Numeric Typing
Buffalo Wings uses a small set of shared numeric type aliases to keep NumPy-heavy APIs consistent and readable.
These aliases are part of the public API and are exposed from buffalo_wings.type_aliases.
Core Aliases
Use buffalo_wings.type_aliases.FloatScalar for parameters or return values that must be a single floating-point value.
Use buffalo_wings.type_aliases.FloatArray for parameters or return values that must be NumPy arrays with float64 dtype.
Use buffalo_wings.type_aliases.FloatInput for input parameters that may be:
a Python
float,a NumPy floating scalar,
a sequence of floating values,
or a NumPy floating array.
Main Rules
Use FloatInput only for input parameters.
Do not use FloatInput for return types.
When a function accepts FloatInput, normalize it immediately at the function boundary with np.asarray(value, dtype=np.float64).
Prefer returning FloatArray from vectorized APIs even when scalar inputs are accepted for convenience.
In runtime geometry code under buffalo_wings.airfoil and buffalo_wings.wing, prefer FloatScalar for scalar numeric parameters, return values, and cached state when NumPy scalar values are valid.
In schema dataclasses and other serialized user-facing structures, prefer plain built-in scalar types such as float, int, str, and bool.
Keep plain float at third-party boundaries that require a Python float, such as SciPy callback signatures and similar scalar-only interfaces.

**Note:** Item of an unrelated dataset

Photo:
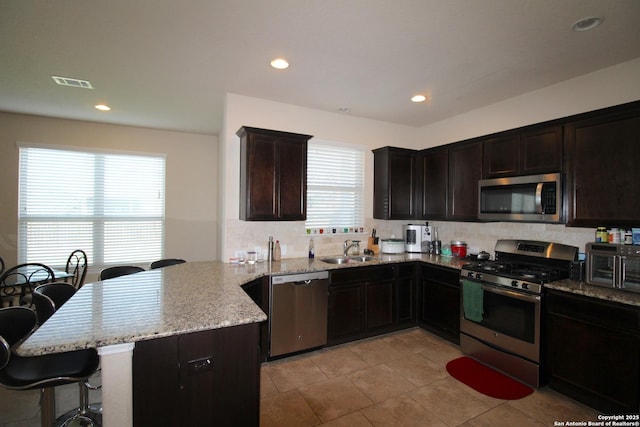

Why This Convention Exists
This convention keeps public signatures readable while still allowing scalar convenience at call sites. It also makes it easier to distinguish between scalar-only values, normalized NumPy arrays, and flexible numeric inputs.
Example
The following pattern is preferred for geometry methods:
import numpy as np
import buffalo_wings.type_aliases as bw_type
def sample_curve(t: bw_type.FloatInput) -> bw_type.FloatArray:
t_array = np.asarray(t, dtype=np.float64)
...
def chord_length() -> bw_type.FloatScalar:
...
Scalar-only parameters should use FloatScalar directly rather than FloatInput.